When a single system is authoritative, that kind of drift is detectable rather than invisible. You can compare the provisioned state against the NetBox record and surface discrepancies. Drift becomes a defined problem with a defined remediation path rather than a fog of uncertainty that operators work around.


The discipline required

A source-of-truth model only works if the discipline to maintain it holds. NetBox is only authoritative if engineers consistently update it before making infrastructure changes, not after, not sometimes, but as the first step.

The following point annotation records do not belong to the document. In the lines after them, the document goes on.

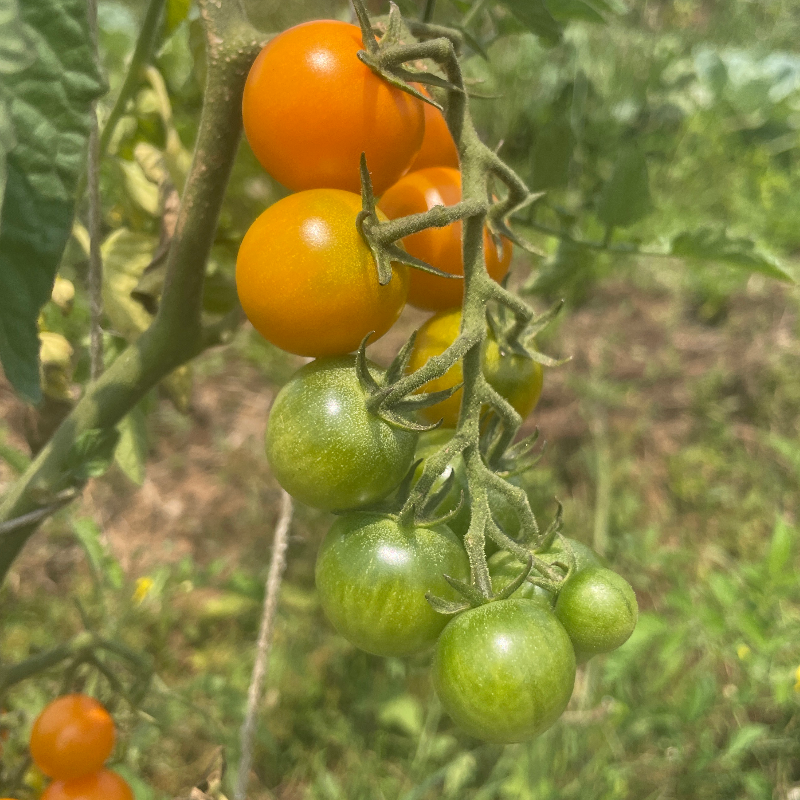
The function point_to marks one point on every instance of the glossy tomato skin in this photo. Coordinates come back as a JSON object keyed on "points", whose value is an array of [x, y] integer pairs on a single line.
{"points": [[324, 446], [103, 785], [311, 108], [438, 148], [504, 671], [72, 737], [516, 378], [598, 609], [372, 576], [420, 191], [308, 282]]}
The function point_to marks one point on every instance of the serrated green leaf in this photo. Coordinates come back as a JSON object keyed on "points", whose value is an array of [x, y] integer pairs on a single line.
{"points": [[626, 197], [177, 11], [103, 564], [709, 244], [47, 107], [534, 15], [16, 39], [126, 255], [567, 10], [131, 451]]}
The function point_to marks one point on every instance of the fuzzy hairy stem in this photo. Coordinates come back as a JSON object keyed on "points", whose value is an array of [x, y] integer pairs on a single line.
{"points": [[176, 334]]}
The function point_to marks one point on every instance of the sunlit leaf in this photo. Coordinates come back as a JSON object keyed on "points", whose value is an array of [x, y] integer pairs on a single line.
{"points": [[46, 107]]}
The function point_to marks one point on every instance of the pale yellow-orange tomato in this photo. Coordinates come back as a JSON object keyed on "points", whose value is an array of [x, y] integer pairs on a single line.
{"points": [[308, 282]]}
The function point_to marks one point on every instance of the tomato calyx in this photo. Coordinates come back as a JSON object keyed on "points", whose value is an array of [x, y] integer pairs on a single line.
{"points": [[381, 237], [386, 56], [383, 399]]}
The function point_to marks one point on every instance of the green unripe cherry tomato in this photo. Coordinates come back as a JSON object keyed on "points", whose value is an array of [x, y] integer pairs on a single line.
{"points": [[598, 609], [326, 448], [517, 378], [504, 671], [372, 576]]}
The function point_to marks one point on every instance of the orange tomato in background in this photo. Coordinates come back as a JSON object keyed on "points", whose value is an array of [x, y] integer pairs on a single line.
{"points": [[440, 247], [308, 282], [310, 108], [72, 737], [103, 785]]}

This is harder than it sounds. Under time pressure, updating NetBox feels like overhead. The change needs to happen now; the documentation can wait. And once “it can wait” becomes the norm, the source of truth stops being true. It becomes another partially accurate record that people consult but don’t fully trust.

The operational model needs to make NetBox updates part of the change process, not a separate documentation task. In practice this means automation that reads from NetBox before it runs, so stale or incomplete records produce an obvious error rather than quietly propagating wrong data. The friction is deliberate. It is what keeps the source of truth credible under the conditions where that credibility is most likely to erode.

In a well-structured platform, NetBox becomes a first-class data source in exactly this way: the automation layer queries it for authoritative state before execution, and preflight checks fail if the expected record is missing or inconsistent. That friction is a feature.


Where this fits in a broader automation model

NetBox-driven automation is most valuable in environments where infrastructure changes frequently enough that manual documentation cannot keep up, but carefully enough that every change should be intentional and traceable.

Hybrid environments with on-prem networking, cloud landing zones, and edge capacity are a good fit. The IP space spans multiple environments. The device inventory is heterogeneous, physical servers, VMs, network appliances, cloud resources. The service topology changes as modules are deployed and retired. Keeping all of that coherent without a single authoritative source is possible, it just requires an amount of manual effort that grows with the environment and degrades with team turnover.

The automation model that derives from NetBox does not eliminate the effort of maintaining accurate records. It moves that effort upstream, to the point where intent is declared, and makes everything downstream more reliable as a result. The change control discipline that used to be distributed across multiple partially-accurate systems gets concentrated in one place, where it can be enforced rather than merely encouraged.

Infrastructure becomes predictable when intent is centralised. That is the argument for source-of-truth automation, and it holds regardless of which tool you use to implement it.